Abstract Views: 212  |  PDF Views: 2

Authors

M. E. Hammad
Engineering Department, Nuclear Research Center, Egyptian Atomic Energy Authority, Egypt
H. Kasban
Engineering Department, Nuclear Research Center, Egyptian Atomic Energy Authority, Egypt
O. Zahran
Electronics and Electrical Communications Department, Menoufia University, Menouf, Egypt
M. I. Dessouky
Electronics and Electrical Communications Department, Menoufia University, Menouf, Egypt
S. M. Elaraby
Engineering Department, Nuclear Research Center, Egyptian Atomic Energy Authority, Egypt

Abstract


This paper presents a proposed approach for distillation column malfunction identification using Higher Order Statistics (HOS). Gamma ray scanning techniques have been used for examining the inner details of a distillation column. In the proposed method, the signals are firstly divided into frames; each frame contains only the signal of one column tray.
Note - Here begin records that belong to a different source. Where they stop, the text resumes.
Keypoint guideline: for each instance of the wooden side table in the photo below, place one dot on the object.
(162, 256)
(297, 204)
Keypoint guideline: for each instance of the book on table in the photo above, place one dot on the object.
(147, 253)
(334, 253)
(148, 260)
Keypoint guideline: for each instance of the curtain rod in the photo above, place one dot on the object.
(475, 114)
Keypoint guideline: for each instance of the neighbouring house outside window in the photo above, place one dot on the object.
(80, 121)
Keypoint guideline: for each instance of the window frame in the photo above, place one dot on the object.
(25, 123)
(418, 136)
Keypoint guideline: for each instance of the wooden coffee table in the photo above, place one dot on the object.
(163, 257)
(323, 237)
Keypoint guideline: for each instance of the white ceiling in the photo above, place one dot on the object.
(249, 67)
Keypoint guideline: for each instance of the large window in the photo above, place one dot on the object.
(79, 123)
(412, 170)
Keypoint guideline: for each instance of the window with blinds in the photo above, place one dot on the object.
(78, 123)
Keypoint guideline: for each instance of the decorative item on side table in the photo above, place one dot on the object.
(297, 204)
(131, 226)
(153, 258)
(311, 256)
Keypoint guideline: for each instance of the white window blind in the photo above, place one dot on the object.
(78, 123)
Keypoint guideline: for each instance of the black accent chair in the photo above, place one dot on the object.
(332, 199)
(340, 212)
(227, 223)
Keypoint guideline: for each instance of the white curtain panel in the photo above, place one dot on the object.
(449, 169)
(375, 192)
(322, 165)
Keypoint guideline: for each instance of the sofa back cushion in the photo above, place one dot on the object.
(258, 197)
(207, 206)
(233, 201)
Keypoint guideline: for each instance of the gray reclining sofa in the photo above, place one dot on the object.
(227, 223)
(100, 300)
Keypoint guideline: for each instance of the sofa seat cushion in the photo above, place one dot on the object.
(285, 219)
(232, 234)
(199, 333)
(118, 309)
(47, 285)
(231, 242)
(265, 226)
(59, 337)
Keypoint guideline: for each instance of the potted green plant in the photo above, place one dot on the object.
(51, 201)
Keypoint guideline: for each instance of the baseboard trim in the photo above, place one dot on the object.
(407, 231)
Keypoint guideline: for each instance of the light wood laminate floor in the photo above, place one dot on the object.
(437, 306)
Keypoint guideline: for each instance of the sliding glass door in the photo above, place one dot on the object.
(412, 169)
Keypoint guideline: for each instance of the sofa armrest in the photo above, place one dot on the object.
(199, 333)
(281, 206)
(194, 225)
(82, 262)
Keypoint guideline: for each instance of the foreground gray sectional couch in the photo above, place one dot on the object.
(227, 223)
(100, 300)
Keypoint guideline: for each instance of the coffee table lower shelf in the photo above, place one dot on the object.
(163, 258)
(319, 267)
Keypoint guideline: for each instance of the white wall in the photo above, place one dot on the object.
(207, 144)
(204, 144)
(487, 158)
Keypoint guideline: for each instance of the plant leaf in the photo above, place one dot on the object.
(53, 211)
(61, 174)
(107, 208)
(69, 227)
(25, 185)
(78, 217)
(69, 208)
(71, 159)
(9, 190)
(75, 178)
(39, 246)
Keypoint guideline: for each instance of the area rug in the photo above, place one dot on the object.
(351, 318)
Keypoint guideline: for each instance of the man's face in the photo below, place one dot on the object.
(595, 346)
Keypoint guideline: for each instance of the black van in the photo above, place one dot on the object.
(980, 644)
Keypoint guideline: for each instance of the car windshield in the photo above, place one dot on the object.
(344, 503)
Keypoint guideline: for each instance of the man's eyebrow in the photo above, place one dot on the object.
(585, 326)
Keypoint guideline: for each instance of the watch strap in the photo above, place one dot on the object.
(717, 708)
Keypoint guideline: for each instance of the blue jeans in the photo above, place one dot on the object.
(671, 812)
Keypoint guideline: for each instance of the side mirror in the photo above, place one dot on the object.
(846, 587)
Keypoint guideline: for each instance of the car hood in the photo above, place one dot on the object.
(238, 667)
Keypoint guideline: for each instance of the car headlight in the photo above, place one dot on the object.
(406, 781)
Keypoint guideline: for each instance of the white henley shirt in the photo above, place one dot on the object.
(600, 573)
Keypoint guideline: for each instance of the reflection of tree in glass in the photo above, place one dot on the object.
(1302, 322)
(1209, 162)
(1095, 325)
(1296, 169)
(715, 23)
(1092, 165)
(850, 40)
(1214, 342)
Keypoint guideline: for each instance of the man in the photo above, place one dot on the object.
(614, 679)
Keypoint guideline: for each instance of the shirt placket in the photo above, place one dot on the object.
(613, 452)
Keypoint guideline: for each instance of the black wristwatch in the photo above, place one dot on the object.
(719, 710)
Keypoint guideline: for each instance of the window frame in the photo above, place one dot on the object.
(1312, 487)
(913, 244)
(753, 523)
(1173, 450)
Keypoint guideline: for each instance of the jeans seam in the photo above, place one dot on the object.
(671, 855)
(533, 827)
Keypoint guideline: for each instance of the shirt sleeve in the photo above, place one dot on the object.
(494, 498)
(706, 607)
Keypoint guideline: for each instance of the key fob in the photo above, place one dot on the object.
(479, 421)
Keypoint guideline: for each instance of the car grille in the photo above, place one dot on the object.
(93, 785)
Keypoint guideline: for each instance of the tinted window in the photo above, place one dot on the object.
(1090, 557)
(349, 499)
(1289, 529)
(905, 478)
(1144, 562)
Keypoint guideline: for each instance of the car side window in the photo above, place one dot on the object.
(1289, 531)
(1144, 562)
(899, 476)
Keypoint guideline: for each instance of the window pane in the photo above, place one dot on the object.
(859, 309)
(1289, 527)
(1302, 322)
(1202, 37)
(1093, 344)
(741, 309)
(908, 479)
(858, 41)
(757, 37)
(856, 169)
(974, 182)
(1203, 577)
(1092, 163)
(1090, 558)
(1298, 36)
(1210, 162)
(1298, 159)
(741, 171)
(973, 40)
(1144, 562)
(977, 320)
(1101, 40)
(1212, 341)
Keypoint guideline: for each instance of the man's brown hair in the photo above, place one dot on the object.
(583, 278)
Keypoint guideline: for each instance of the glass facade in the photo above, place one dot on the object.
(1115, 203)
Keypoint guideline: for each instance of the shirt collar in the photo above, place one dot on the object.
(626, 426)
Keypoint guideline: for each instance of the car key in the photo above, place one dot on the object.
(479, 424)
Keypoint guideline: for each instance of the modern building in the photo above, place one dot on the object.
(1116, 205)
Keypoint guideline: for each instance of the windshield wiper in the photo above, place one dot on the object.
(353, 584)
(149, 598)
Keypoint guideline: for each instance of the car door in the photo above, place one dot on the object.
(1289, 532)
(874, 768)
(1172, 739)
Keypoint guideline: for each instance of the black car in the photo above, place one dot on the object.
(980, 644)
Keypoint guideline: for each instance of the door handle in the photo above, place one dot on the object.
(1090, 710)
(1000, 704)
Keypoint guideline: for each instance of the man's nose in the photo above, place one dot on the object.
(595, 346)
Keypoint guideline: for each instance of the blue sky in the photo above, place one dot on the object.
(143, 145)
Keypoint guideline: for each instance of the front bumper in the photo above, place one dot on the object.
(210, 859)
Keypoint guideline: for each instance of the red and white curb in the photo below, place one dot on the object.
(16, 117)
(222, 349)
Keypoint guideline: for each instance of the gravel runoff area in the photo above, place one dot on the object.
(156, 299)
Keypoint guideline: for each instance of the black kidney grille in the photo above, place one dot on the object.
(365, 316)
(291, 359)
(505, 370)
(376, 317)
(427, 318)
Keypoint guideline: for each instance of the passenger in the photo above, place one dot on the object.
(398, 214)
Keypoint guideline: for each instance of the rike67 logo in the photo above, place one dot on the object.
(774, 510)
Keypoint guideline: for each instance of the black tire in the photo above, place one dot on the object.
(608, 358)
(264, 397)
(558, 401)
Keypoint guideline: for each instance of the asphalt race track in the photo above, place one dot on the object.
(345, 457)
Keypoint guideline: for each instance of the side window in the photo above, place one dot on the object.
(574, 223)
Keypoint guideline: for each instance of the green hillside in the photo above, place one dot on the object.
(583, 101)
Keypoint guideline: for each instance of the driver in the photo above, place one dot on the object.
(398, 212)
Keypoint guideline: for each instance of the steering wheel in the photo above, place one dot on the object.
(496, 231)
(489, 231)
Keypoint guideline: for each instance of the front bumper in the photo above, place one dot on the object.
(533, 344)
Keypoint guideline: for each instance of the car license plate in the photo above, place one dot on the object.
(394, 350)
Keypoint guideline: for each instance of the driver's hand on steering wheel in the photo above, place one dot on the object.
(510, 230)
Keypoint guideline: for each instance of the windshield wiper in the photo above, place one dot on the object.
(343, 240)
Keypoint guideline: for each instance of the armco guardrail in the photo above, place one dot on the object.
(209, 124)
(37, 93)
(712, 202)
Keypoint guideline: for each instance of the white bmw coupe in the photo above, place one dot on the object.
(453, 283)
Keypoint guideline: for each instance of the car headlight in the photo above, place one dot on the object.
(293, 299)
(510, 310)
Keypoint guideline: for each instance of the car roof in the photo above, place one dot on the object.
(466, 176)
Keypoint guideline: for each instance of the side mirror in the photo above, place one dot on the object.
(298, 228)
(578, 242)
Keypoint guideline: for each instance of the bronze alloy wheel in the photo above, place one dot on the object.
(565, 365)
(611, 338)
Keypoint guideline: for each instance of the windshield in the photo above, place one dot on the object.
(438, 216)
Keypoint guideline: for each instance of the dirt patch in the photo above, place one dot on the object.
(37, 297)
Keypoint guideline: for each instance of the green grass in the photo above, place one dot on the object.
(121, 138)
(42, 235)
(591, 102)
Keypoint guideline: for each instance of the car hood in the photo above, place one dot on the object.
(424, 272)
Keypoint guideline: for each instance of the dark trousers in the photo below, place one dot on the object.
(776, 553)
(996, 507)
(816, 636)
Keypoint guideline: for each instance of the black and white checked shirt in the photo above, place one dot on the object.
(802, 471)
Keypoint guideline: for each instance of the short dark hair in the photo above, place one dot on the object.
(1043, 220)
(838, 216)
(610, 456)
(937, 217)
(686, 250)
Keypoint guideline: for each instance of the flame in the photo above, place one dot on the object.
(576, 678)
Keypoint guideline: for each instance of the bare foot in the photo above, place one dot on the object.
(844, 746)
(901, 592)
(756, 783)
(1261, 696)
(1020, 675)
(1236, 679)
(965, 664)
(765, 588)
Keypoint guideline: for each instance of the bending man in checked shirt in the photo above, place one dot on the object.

Secondly, HOS are estimated for these frame signals. Thirdly, features are extracted from the HOS estimate. Finally, features are used for training and testing of Support Vector Machine classifier to identify the distillation column malfunctions. The simulation results show that the HOS can be used efficiently for the distillation column malfunction identification especially at high noisy scanning conditions.

Keywords


Bispectrum, Cumulant, Moment, and Trispectrum.